All analyses were based on the intent-to-treat principle. Of the 110 participants assigned to the mindfulness EMI (n=68, 61.8%) or self-monitoring app (n=42, 38.2%) arm, 98 (89.1%) participants conscientiously finished engaging with the 6-week study protocol, including all study visit assessments and ≥ 80% of the app prompts. A total of 12 (10.7%) out of 110 participants did not meet the seventh-day engagement threshold by failing to complete at least 80% of the EMI prompts from both arms over the 2-week intervention period. However, the data of these 12 (10.7%) participants were included in all analyses. The median number of prompts completed was 63 (range 0-70). To address missing values (29/1650, 1.76% of the entire data set), we conducted multiple imputation using chained equations with the predictive mean matching algorithm under the missing at-random assumption [78]. Specifically, we synthesized the data from 100 imputed data sets, each with a maximum of 10 iterations [79]. As another preprocessing step, we determined from a series of ordinary least square regressions that there were no significant between-intervention effects on BLERT ToM (β=.04, P=.92), IRI empathic concern (β=.05, P=.74), IRI fantasy (β=−.18, P=.26), IRI personal distress (β=.05, P=.74), and IRI perspective-taking (β=.04, P=.80) domains at prerandomization (baseline) time point.

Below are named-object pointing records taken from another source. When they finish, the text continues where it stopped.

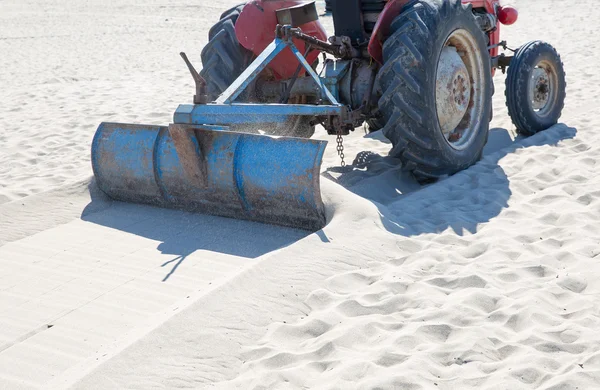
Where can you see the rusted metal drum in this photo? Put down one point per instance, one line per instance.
(230, 174)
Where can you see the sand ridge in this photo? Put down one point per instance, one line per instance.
(485, 280)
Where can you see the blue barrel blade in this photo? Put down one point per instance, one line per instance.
(249, 176)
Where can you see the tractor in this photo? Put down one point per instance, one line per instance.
(419, 71)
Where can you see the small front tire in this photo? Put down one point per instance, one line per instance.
(535, 88)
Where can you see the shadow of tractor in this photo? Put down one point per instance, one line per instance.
(460, 202)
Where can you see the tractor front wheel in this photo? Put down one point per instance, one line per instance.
(535, 88)
(436, 88)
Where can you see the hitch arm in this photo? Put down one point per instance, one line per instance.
(200, 97)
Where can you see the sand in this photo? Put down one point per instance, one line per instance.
(484, 280)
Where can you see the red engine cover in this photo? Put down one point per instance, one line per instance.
(393, 9)
(255, 30)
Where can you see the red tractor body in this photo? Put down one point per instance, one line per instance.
(255, 29)
(256, 25)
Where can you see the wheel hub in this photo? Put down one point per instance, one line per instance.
(453, 91)
(541, 88)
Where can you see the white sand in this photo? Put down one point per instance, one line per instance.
(485, 280)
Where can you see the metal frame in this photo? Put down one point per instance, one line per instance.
(224, 111)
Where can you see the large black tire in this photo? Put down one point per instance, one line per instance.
(224, 59)
(407, 83)
(524, 116)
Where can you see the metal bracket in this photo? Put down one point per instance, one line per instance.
(200, 97)
(282, 41)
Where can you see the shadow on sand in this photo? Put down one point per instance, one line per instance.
(461, 202)
(182, 233)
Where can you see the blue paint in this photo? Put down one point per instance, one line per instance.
(249, 176)
(325, 94)
(242, 113)
(258, 65)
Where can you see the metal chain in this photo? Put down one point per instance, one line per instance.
(340, 148)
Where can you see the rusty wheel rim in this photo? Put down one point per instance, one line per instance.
(460, 86)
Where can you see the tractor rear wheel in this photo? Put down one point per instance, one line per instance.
(224, 59)
(436, 88)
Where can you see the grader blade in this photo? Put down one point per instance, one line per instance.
(218, 172)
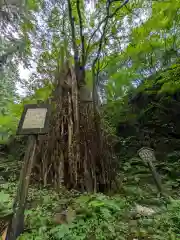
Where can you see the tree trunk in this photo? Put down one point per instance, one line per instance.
(71, 155)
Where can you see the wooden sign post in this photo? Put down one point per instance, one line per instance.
(34, 121)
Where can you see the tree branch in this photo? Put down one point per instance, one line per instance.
(71, 18)
(104, 28)
(105, 20)
(81, 33)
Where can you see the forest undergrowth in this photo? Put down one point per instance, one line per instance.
(133, 210)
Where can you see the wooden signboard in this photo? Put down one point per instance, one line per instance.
(34, 121)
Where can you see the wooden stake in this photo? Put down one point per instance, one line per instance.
(16, 225)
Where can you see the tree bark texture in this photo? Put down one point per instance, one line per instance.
(73, 154)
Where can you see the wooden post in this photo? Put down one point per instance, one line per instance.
(16, 225)
(34, 121)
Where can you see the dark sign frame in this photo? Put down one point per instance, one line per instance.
(34, 131)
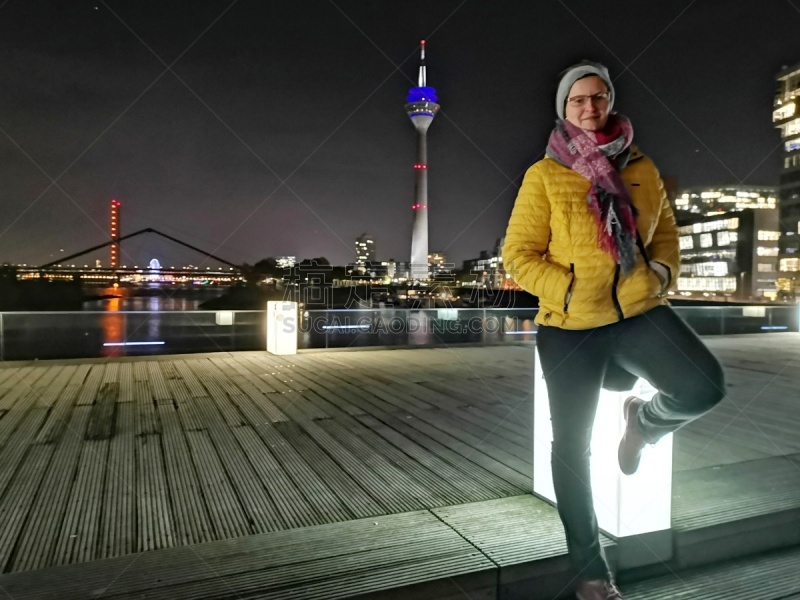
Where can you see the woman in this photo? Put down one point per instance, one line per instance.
(593, 236)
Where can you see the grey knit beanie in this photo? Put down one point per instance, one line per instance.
(579, 71)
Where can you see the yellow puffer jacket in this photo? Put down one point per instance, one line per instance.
(551, 247)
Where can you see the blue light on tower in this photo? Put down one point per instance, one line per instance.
(421, 107)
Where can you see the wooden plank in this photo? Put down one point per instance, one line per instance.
(469, 441)
(12, 418)
(389, 462)
(101, 417)
(16, 503)
(91, 385)
(79, 537)
(187, 370)
(314, 487)
(723, 494)
(158, 382)
(17, 446)
(406, 425)
(338, 483)
(126, 383)
(146, 417)
(36, 543)
(290, 504)
(770, 577)
(222, 504)
(186, 406)
(192, 525)
(467, 489)
(58, 417)
(118, 511)
(390, 493)
(331, 561)
(307, 379)
(252, 496)
(155, 527)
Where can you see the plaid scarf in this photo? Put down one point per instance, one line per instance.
(608, 199)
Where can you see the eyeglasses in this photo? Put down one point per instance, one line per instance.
(600, 99)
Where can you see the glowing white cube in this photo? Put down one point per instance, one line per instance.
(282, 327)
(625, 505)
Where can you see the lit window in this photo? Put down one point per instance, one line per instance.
(789, 265)
(707, 284)
(792, 145)
(783, 112)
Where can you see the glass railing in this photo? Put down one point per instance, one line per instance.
(48, 335)
(45, 335)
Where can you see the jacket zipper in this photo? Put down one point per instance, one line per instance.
(617, 307)
(568, 295)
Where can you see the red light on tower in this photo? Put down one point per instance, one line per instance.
(115, 204)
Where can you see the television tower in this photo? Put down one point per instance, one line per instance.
(421, 107)
(115, 204)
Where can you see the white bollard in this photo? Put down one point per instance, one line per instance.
(282, 327)
(635, 510)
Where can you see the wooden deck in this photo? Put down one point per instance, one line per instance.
(113, 458)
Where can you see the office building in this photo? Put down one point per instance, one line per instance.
(732, 255)
(786, 118)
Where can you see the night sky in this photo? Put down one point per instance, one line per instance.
(262, 128)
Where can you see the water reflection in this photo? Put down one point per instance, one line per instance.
(113, 326)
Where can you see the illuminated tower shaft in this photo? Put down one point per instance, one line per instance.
(115, 204)
(421, 108)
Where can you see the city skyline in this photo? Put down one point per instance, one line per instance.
(192, 115)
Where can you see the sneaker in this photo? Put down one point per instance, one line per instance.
(632, 443)
(598, 589)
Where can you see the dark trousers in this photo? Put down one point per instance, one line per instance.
(657, 346)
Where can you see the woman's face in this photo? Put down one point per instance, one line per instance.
(585, 109)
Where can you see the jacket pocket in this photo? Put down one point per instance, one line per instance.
(568, 295)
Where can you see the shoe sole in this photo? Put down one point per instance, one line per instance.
(626, 410)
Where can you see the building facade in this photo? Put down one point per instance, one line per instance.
(732, 255)
(365, 251)
(709, 201)
(786, 118)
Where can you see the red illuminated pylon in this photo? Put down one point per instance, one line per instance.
(115, 204)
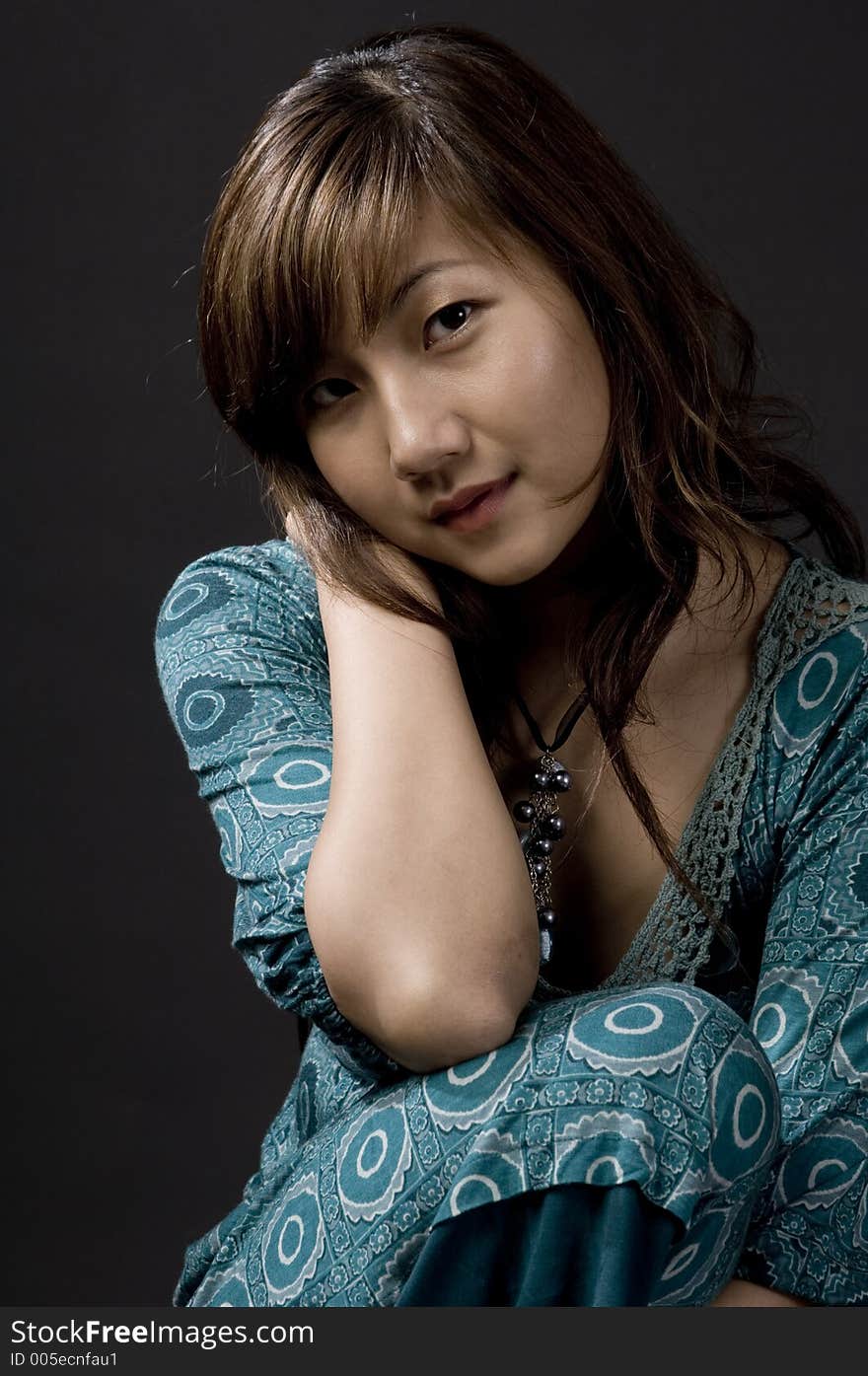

Furthermore, there were no significant differences in perceived credibility or expectancy between the interventions, with Cohen d values ranging from −0.05 to 0.19. Therefore, no covariates were included in the hierarchical linear modeling (HLM) predictive equations, given randomization success (Table 1).

HLM was used to compare interventions over time on all empathy-related outcomes. HLM considers the nesting of time points within participants, enabling the exploration of changes within and between participants over time (prerandomization, postintervention, and 1MFU time points) and by intervention (mindfulness EMI and self-monitoring app) [80,81]. Distinct models were used for each of the 5 outcomes. To assess efficacy of the mindfulness EMI versus self-monitoring app, we analyzed the time at level 1, delineating the first segment from pre-post intervention time points and a second segment from prerandomization to 1MFU (pre-1MFU) time points. The third segment from postintervention to 1MFU (post-1MFU) time points examined maintenance of any treatment gains. In each HLM model, fixed-effect predictors included intervention, time, and their interaction. The random-effect predictor was the intercept, which was coded for time (eg, prerandomization time point as “0” and postintervention time point as “1”), allowing for variability in average outcome values among participants. We used fitted models to calculate estimated mean scores at each time point. Cohen d effect sizes and their corresponding 95% CIs were computed to facilitate the interpretation of parameter estimates [82-84]. In this context, Cohen d values of 0.2, 0.5, and 0.8 represent small, moderate, and large effects, respectively.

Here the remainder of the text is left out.